La situation était d’autant plus critique lors de l’enquête publique, qu’un an plus tard, même après de nouvelles études et mesures, l’Autorité environnementale relevait encore la « vulnérabilité de la ZAC » aux risques d’inondation, malgré tous les aménagements prévus, et rappelait l’importance pour le maître d’ouvrage d’obtenir « une reconnaissance en zone d’intérêt stratégique (ZIS) afin de pouvoir bénéficier d’une dérogation à l’inconstructibilité en zone inondable » (Avis délibéré Ae n° 2019-64 adopté lors de la séance du 10 juillet 2019).

Comité stratégique Inspira et préfet de l’Isère

Sur le site internet Inspira (https://www.espace-inspira.fr/decouvrir/les-acteurs/les-partenaires/), la Préfecture de l’Isère est expressément identifiée comme « Partenaire » et présentée comme « moteur » avec voix au chapitre dans le « pilotage stratégique », en mobilisant dans ce cadre tous ses services :

Ainsi, le préfet siège au comité stratégique du projet Inspira, bien que l’Etat n’en ait pas la maîtrise d’ouvrage, « pour définir les grandes orientations du projet ». Parmi ces grandes orientations stratégiques, la question du classement en ZIS est centrale : construire des sites industriels à risques en zone inondable, surtout dans un contexte de forts aléas climatiques croissants, n’est en effet pas la moindre des questions stratégiques.

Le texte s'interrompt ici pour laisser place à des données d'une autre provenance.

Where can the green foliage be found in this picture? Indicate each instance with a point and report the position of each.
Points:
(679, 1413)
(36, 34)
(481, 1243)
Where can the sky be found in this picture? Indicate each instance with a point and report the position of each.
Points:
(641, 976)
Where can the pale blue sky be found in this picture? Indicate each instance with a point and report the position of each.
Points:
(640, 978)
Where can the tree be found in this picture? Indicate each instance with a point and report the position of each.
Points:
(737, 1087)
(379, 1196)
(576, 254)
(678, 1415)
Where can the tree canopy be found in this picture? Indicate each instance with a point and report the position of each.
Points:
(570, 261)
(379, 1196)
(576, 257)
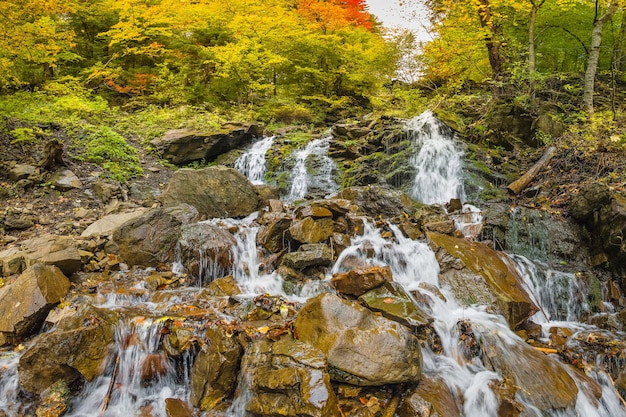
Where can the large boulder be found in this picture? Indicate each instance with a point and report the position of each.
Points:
(216, 191)
(25, 304)
(539, 379)
(478, 274)
(362, 348)
(107, 224)
(182, 146)
(288, 378)
(377, 200)
(214, 372)
(152, 237)
(205, 249)
(75, 352)
(60, 251)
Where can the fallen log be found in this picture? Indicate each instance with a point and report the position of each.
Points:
(522, 182)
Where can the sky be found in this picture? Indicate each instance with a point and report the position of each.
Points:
(393, 15)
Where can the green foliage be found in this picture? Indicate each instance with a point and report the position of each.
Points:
(102, 145)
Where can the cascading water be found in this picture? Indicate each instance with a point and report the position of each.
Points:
(313, 170)
(438, 161)
(413, 264)
(252, 162)
(139, 379)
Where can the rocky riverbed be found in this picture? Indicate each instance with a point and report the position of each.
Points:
(196, 291)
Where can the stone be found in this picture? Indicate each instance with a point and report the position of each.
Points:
(175, 407)
(308, 255)
(22, 171)
(214, 372)
(478, 274)
(25, 304)
(358, 281)
(66, 180)
(151, 237)
(431, 398)
(216, 191)
(539, 379)
(107, 224)
(375, 200)
(182, 146)
(309, 230)
(288, 378)
(272, 234)
(74, 352)
(205, 247)
(393, 302)
(362, 348)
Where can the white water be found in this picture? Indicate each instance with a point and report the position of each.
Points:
(313, 170)
(252, 162)
(136, 341)
(438, 163)
(412, 263)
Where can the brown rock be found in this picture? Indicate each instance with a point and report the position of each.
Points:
(359, 281)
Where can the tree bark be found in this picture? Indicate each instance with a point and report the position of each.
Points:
(496, 61)
(522, 182)
(594, 55)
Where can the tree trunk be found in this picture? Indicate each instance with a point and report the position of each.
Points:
(492, 40)
(594, 55)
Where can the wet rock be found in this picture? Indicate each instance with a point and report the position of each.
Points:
(272, 235)
(65, 180)
(309, 230)
(106, 191)
(362, 347)
(22, 171)
(539, 379)
(181, 146)
(107, 224)
(151, 237)
(288, 378)
(308, 255)
(214, 372)
(216, 191)
(25, 304)
(222, 287)
(589, 200)
(431, 398)
(375, 201)
(48, 249)
(393, 302)
(478, 274)
(175, 407)
(154, 366)
(19, 221)
(203, 245)
(54, 401)
(74, 352)
(361, 280)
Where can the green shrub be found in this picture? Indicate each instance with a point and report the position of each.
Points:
(103, 146)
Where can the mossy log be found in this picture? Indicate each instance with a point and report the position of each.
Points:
(522, 182)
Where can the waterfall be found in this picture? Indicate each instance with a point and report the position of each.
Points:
(245, 260)
(560, 295)
(313, 170)
(139, 378)
(438, 165)
(9, 386)
(252, 162)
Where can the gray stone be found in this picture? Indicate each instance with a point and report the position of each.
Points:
(362, 348)
(66, 180)
(25, 304)
(216, 191)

Or, la demande de classement en ZIS, dans les conditions que l’on connaît, où le préfet est partie prenante, même indirectement, est instruite par les services du préfet, à qui il revient ensuite de prendre la décision finale. La question d’éventuels conflits d’intérêts dans cette épineuse question de ZIS se pose entièrement.